I used to think like this, I tracked how fast different routes took to work to optimize and decide. I optimized where I put what during laundry to make it less bothersome, and so on. But do you need 10 years of this? For me, after doing it a couple of times I basically got it.

A shower, I don't need to track it to know I can do it between 2-15 minutes. Or less, if I REALLY need to get going.

I've also built my apps, and used pre-built ones. But each time I've stopped, I haven't really missed it.

2 comments

> A shower, I don't need to track it to know I can do it between 2-15 minutes. Or less, if I REALLY need to get going.

I just put a big (so I can read it without my glasses) battery operated (no electric shock risk) cheap (cuz I'm cheap) clock visible from the shower.

Counting in my head works too. When I aim to finish after 120 seconds (2 minutes) I'll wind up taking 300 seconds (5 minutes), but that's better than taking three times that long.
Right, you certainly don't need to track yourself for 10 years to figure out how long a shower takes!
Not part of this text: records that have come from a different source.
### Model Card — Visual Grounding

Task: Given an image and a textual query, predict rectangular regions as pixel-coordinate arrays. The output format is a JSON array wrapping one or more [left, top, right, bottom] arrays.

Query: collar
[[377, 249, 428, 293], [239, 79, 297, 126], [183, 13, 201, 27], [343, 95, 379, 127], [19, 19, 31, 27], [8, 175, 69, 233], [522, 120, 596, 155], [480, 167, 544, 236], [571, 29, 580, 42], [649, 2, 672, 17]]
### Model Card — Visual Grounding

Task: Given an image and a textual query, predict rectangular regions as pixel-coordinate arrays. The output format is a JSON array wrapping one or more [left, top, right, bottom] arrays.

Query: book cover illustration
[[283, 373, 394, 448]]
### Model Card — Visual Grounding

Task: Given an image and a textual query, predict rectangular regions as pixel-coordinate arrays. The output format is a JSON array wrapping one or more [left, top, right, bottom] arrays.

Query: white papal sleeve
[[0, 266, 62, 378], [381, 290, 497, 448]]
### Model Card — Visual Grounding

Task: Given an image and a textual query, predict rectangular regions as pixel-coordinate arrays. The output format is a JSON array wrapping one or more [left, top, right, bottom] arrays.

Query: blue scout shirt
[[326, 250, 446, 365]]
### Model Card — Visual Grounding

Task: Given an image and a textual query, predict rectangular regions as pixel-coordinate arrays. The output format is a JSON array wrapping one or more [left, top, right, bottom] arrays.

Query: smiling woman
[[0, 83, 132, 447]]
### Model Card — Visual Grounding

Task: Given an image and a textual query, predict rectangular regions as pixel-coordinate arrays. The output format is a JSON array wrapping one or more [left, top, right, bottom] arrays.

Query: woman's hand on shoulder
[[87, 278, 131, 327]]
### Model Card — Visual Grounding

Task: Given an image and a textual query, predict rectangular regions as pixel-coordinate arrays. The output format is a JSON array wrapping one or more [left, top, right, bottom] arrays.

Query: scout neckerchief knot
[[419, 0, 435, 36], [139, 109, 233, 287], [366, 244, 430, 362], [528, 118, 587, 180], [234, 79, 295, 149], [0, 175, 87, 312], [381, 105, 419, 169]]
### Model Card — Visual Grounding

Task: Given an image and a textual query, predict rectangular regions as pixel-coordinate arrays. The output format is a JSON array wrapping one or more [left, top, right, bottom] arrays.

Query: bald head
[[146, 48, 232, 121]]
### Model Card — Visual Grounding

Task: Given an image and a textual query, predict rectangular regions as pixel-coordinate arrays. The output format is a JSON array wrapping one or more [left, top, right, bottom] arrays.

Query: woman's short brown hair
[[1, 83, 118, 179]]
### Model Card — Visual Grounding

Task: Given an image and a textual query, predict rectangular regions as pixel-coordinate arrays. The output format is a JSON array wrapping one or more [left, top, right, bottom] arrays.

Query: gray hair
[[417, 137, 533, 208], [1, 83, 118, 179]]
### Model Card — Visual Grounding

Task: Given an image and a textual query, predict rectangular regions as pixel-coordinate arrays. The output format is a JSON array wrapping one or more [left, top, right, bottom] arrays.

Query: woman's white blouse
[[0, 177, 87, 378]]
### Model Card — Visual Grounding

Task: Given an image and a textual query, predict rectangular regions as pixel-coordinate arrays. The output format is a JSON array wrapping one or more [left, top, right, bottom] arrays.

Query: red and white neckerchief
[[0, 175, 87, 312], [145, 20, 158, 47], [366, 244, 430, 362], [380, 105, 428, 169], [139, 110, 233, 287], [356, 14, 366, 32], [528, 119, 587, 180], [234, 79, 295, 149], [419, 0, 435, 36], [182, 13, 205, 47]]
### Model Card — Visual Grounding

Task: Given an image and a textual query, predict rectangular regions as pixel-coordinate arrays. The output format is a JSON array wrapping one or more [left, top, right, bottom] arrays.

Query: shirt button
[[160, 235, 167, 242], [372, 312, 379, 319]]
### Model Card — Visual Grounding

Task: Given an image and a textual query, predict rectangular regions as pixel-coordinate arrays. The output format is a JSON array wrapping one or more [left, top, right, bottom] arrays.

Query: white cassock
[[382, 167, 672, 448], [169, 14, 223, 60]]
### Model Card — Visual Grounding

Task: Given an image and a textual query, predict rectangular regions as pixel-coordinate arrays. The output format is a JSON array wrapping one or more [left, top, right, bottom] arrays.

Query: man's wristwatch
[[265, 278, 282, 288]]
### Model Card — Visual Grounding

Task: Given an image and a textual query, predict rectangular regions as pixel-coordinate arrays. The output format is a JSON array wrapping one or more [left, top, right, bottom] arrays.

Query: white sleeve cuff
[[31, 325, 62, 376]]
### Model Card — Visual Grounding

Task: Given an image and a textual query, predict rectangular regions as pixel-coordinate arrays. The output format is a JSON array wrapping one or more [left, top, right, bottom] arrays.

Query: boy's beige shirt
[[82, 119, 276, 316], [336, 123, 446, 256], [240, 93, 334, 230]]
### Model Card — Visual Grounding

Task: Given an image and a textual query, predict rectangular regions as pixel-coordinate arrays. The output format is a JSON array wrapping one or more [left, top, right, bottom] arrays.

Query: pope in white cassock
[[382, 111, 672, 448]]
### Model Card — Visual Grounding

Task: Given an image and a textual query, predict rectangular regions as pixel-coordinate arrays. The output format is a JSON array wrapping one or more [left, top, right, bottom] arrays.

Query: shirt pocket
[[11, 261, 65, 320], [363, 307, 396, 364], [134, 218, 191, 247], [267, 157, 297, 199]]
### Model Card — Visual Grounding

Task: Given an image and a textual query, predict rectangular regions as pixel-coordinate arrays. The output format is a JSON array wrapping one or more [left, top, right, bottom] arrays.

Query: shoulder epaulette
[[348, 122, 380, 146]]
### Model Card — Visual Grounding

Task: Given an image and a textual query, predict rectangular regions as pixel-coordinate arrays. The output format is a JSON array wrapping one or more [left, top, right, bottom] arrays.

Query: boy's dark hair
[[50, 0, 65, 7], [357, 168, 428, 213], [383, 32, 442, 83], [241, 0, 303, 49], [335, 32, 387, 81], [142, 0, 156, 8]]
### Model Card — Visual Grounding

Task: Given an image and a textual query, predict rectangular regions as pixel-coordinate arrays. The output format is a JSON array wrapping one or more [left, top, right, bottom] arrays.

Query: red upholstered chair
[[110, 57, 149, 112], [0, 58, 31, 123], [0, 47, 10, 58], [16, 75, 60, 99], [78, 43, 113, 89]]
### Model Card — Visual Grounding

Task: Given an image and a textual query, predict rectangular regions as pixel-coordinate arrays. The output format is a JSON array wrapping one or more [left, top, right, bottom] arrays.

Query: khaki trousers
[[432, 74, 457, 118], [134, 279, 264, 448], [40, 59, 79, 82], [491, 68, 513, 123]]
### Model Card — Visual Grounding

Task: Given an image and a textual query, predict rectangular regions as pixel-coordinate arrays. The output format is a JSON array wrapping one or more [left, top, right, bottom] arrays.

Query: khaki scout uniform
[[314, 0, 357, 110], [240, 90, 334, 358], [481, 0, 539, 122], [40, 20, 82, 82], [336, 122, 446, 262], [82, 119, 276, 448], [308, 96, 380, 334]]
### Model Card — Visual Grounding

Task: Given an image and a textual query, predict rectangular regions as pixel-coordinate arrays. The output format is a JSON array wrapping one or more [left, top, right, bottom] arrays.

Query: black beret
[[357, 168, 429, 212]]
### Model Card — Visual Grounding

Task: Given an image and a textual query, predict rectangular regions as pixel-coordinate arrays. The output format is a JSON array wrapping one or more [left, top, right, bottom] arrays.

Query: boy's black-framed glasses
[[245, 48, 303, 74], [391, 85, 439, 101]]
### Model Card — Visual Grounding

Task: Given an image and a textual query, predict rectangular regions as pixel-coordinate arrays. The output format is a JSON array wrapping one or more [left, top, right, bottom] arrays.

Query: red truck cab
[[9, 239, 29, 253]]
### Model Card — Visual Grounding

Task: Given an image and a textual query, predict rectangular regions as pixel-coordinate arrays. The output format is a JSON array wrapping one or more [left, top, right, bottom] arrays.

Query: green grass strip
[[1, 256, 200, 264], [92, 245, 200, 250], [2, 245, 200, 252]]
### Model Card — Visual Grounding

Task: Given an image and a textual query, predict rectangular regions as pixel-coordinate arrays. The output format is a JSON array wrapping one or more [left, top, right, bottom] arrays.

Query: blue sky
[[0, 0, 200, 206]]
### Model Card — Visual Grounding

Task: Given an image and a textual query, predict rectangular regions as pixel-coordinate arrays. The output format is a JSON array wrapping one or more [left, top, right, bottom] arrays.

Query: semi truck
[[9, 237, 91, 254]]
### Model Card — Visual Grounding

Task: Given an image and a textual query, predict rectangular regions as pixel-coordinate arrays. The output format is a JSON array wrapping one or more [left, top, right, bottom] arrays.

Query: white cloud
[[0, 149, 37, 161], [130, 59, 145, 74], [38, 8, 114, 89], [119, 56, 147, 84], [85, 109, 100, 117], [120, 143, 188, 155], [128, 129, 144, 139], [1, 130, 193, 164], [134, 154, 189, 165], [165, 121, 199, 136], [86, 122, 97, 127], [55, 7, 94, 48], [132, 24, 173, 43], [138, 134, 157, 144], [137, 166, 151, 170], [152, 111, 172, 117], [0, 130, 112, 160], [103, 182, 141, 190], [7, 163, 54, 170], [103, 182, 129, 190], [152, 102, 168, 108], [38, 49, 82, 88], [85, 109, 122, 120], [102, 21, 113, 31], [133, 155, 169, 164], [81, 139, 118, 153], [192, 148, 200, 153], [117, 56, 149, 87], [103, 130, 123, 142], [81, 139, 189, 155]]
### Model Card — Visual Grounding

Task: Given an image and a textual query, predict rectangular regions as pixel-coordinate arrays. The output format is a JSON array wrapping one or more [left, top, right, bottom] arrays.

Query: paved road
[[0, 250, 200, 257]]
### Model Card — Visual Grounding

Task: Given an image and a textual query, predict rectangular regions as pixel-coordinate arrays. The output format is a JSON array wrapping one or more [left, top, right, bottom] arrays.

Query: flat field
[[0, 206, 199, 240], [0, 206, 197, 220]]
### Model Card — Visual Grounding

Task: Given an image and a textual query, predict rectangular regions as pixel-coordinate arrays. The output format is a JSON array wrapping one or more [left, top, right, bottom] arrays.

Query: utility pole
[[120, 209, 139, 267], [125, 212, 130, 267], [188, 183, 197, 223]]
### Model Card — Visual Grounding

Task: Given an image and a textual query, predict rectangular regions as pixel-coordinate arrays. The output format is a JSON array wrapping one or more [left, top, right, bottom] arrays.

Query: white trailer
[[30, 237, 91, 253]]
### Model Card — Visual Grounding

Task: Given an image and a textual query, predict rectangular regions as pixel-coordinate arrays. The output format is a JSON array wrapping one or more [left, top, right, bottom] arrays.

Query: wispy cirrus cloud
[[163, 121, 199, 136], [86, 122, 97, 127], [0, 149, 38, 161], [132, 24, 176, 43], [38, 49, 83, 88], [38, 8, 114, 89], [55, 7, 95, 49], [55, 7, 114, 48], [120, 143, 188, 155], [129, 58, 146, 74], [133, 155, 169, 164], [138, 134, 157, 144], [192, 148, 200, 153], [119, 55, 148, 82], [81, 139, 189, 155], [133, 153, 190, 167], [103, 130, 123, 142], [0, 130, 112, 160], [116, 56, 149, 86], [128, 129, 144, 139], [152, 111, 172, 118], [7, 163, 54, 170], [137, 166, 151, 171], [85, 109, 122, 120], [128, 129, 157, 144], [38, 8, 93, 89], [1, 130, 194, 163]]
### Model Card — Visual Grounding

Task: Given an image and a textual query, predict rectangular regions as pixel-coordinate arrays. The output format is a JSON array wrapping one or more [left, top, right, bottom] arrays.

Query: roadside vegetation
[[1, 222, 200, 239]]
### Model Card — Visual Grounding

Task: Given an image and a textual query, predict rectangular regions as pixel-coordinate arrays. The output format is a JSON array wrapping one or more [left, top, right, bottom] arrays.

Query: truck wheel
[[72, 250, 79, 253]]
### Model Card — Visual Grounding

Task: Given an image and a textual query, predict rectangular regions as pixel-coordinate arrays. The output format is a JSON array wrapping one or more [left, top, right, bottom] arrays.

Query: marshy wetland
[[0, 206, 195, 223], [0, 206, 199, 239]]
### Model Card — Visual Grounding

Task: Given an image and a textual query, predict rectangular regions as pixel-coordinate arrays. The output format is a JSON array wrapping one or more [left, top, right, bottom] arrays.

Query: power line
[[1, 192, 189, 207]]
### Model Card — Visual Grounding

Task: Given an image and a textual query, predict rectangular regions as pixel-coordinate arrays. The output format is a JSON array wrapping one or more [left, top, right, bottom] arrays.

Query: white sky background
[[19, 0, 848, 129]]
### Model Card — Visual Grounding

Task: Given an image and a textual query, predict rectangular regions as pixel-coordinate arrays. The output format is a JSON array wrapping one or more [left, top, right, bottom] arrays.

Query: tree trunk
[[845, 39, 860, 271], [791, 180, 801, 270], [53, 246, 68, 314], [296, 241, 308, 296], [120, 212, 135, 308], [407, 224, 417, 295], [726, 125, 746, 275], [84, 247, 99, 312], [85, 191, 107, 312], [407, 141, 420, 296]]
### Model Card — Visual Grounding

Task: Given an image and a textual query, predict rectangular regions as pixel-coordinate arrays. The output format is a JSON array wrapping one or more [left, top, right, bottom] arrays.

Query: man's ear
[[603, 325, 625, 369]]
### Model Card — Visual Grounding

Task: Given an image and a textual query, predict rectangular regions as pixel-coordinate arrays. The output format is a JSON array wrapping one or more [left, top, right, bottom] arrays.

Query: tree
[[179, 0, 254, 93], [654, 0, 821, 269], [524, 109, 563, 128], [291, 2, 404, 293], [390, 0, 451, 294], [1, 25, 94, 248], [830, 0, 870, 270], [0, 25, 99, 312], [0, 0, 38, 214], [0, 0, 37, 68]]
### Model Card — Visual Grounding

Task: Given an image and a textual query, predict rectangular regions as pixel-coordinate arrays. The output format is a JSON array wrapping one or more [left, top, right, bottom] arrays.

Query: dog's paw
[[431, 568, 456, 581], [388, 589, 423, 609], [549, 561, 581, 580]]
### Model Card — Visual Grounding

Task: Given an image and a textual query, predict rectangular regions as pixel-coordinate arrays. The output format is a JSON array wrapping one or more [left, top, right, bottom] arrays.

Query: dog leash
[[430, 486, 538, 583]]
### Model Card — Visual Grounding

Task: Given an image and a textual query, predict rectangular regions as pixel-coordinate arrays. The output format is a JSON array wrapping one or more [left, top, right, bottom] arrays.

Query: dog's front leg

A rough analogy: you can figure out from your HP bar how much damage you take from each hit, and it's probably worth doing so if you're going to be fighting these same baddies forever and have no other way of knowing, but the HP bar also serves other important purposes related to resource management: it gives you a sense of how you're doing overall, and it constantly reminds you that HP management is even worth caring about.